The confrontation has injected national political friction into a meeting usually centered on pragmatic concerns such as disaster response coordination, federal funding and cross-state collaboration. The NGA conference, which runs from Thursday through Saturday, includes sessions on education, energy, economic growth and artificial intelligence-topics that typically draw governors from both parties regardless of ideological divides.

Jared Leopold, a former communications director at the Democratic Governors Association, told The Hill that the White House's move represented "a massive departure from precedent." Governors, he said, would have to decide whether attending White House events under those circumstances would be productive.
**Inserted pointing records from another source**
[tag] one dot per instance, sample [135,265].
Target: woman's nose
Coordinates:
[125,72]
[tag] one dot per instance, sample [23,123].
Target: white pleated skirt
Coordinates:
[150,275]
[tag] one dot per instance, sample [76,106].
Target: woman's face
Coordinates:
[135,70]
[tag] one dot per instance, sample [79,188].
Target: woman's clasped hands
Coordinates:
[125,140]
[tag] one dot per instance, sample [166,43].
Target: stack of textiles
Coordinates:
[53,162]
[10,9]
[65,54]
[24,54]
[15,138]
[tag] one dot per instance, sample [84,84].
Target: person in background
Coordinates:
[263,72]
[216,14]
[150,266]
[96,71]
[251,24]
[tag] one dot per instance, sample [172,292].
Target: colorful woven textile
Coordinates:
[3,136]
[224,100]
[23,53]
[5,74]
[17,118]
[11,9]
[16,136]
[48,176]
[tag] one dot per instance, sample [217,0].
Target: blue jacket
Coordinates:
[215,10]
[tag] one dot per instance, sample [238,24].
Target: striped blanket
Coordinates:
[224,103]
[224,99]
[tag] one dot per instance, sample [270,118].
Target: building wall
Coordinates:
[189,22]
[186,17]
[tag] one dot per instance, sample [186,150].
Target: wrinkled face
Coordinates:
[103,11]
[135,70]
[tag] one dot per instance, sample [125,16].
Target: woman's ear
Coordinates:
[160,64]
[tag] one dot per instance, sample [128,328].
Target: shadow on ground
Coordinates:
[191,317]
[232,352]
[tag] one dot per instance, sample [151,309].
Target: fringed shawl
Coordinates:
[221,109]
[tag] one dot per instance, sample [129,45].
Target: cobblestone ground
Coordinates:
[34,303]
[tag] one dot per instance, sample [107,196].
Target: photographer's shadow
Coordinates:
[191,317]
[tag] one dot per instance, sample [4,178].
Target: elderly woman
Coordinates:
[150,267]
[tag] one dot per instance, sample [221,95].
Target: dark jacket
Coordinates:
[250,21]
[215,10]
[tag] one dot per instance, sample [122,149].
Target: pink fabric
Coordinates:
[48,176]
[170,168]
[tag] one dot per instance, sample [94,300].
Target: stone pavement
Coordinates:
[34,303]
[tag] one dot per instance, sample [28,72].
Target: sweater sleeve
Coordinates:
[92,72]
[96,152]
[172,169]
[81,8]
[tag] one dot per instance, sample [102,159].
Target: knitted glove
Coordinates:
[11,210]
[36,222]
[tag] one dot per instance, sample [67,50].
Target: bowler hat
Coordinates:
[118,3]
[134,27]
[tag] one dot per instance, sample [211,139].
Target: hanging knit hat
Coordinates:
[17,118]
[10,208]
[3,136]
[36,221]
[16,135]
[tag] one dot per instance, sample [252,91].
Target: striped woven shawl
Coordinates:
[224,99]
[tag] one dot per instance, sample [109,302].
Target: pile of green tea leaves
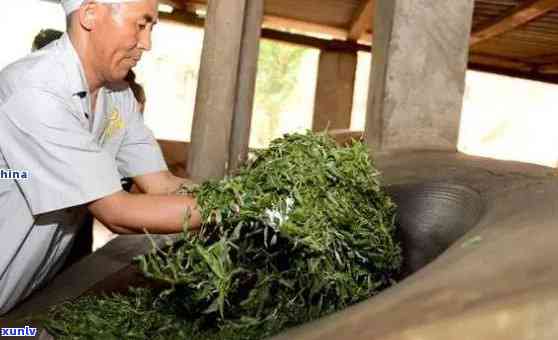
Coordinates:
[302,231]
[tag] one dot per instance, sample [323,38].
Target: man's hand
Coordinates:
[126,213]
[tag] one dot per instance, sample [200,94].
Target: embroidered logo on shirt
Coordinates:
[114,125]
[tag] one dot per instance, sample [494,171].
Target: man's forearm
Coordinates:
[158,214]
[159,183]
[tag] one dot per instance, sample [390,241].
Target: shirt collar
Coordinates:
[74,68]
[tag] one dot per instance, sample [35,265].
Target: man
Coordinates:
[73,137]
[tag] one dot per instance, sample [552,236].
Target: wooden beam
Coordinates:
[333,102]
[500,62]
[545,59]
[284,24]
[362,20]
[191,19]
[548,69]
[216,95]
[545,78]
[520,15]
[244,106]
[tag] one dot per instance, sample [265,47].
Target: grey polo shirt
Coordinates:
[73,156]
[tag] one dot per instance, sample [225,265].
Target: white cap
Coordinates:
[72,5]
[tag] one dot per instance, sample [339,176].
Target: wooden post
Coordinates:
[334,92]
[418,73]
[246,84]
[225,86]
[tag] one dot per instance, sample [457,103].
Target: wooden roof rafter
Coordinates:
[362,20]
[520,15]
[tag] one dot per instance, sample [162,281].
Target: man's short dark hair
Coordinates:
[45,37]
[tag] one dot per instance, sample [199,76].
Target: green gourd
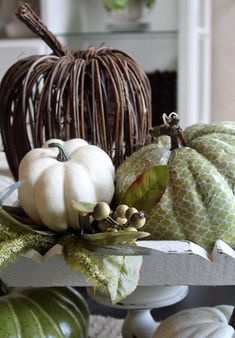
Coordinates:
[185,188]
[56,312]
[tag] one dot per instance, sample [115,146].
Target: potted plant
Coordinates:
[127,14]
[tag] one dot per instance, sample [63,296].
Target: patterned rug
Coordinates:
[105,327]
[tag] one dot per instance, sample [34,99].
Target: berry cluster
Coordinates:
[124,218]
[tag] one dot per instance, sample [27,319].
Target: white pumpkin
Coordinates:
[62,172]
[202,322]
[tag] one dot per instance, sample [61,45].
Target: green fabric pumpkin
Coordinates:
[43,313]
[186,190]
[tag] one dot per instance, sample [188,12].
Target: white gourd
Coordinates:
[202,322]
[52,181]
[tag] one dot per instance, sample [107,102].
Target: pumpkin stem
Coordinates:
[4,289]
[232,319]
[171,128]
[63,155]
[26,14]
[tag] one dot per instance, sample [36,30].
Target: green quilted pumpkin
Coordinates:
[43,313]
[187,189]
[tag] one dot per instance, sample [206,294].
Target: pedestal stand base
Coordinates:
[139,322]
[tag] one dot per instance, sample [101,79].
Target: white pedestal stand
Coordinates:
[139,322]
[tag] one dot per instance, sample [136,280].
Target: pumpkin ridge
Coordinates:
[64,297]
[44,313]
[71,292]
[218,157]
[67,306]
[15,317]
[38,324]
[80,326]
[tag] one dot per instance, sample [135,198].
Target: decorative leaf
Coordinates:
[83,208]
[122,250]
[11,249]
[104,239]
[79,258]
[148,188]
[124,272]
[19,214]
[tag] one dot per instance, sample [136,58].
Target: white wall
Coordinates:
[223,60]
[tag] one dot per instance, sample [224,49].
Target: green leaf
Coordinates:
[12,248]
[81,259]
[122,250]
[83,208]
[124,272]
[103,239]
[148,188]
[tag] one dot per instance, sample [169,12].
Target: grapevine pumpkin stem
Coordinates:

Polis indicated he would attend the NGA conference itself, describing it as "an important resource," according to The Hill, though he did not clarify whether he would participate in the White House session. Moore, speaking to CBS News, signaled conditional openness to engagement but drew a line around tone. "If the point of the meeting ... is to turn it into name-calling ... then my answer to the president is very clear: nah I'm good," he said.

Democratic governors have split over how to respond:

  • Connecticut Governor Ned Lamont and Maine Governor Janet Mills planned to attend the White House meeting but not the dinner, The Hill reported.
  • Hawaii Governor Josh Green and Washington Governor Bob Ferguson intended to skip the weekend altogether, with Ferguson's office saying he had decided "quite some time ago."
  • California Governor Gavin Newsom said he would not attend the conference, according to The Hill.

The dispute also highlighted the role of Oklahoma Governor Kevin Stitt, the Republican NGA chair. The Hill reported that Stitt warned he would cancel the White House meeting if Democratic governors were not included. Democrats were later invited to the broader session, though the dinner exclusion remained.

Political scientist Thad Kousser of the University of California, San Diego, told The Hill that while NGA winter meetings rarely produce sweeping policy breakthroughs, they serve a critical function in building working relationships across party lines. He described how governors develop familiarity and trust that can prove essential when crises such as hurricanes require rapid interstate coordination.